L'ancienne Mini a poursuivi son existence pendant les années 80, mais fin de la décennie le moteur A arrivait en fin de vie, et à bout de souffle de développement. Les futures normes de dé-pollution qui allaient être mises en place au début des années 90 auront de toute façon raison de lui.
Rover avait remplacé le moteur A par le K dans le reste de la gamme, et la production de ce petit 4 cylindres commençait à poser de sérieux problèmes économiques (c'était déjà le nerf de la guerre)...
Autre problème : la Mini était alors produite à Longbridge, et pour ceux qui ont eu la chance de pénétrer dans cette usine ont gardé le souvenir d'une production quasi artisanale, avec un des taux d'automatisation parmi les plus bas au monde pour une production de grande série.

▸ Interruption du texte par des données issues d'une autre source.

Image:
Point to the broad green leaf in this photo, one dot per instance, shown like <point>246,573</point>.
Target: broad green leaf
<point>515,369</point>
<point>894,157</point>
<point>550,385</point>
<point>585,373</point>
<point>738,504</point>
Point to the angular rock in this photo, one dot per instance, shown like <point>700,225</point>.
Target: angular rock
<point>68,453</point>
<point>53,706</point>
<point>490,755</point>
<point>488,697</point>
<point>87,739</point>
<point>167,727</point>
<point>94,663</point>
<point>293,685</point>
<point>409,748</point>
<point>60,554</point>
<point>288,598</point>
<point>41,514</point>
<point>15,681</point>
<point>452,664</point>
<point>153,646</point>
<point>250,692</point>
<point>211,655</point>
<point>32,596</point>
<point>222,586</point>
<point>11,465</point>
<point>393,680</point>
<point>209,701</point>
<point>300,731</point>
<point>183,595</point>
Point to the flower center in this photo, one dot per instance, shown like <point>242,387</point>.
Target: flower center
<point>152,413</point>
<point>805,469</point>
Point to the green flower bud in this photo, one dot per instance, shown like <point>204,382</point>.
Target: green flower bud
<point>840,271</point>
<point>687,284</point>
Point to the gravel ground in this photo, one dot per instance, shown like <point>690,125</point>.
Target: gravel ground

La Direction de Rover décide fin 1992 de relancer une nouvelle fois le projet de remplacement de la Mini. Désolé, mais je ne souviens pas du nom du PDG de Rover de l'époque. Par contre, lcelui du patron du design, c'était Gordon Sked. Il a présenté les premières ébauches de la nouvelle Mini à ses patrons en 1993. L'équipe des studios de Canley devait faire face à un autre challenge : il fallait que la nouvelle Mini remplace l'ancienne et la Métro, cette dernière étant en perte de vitesse...
Le premier mulet de la nouvelle Mini a été développé et présenté à Gaydon. Le chassis était basé sur une suspatte Hydragaz (qui avait fait ses preuves sur la Métro), et il me semble que le moteur était un 3 cylindres de 500 ou 600cm³. Ce mulet était formidablement agile et préfigurait l'étonnante tenue de route de la future New Mini.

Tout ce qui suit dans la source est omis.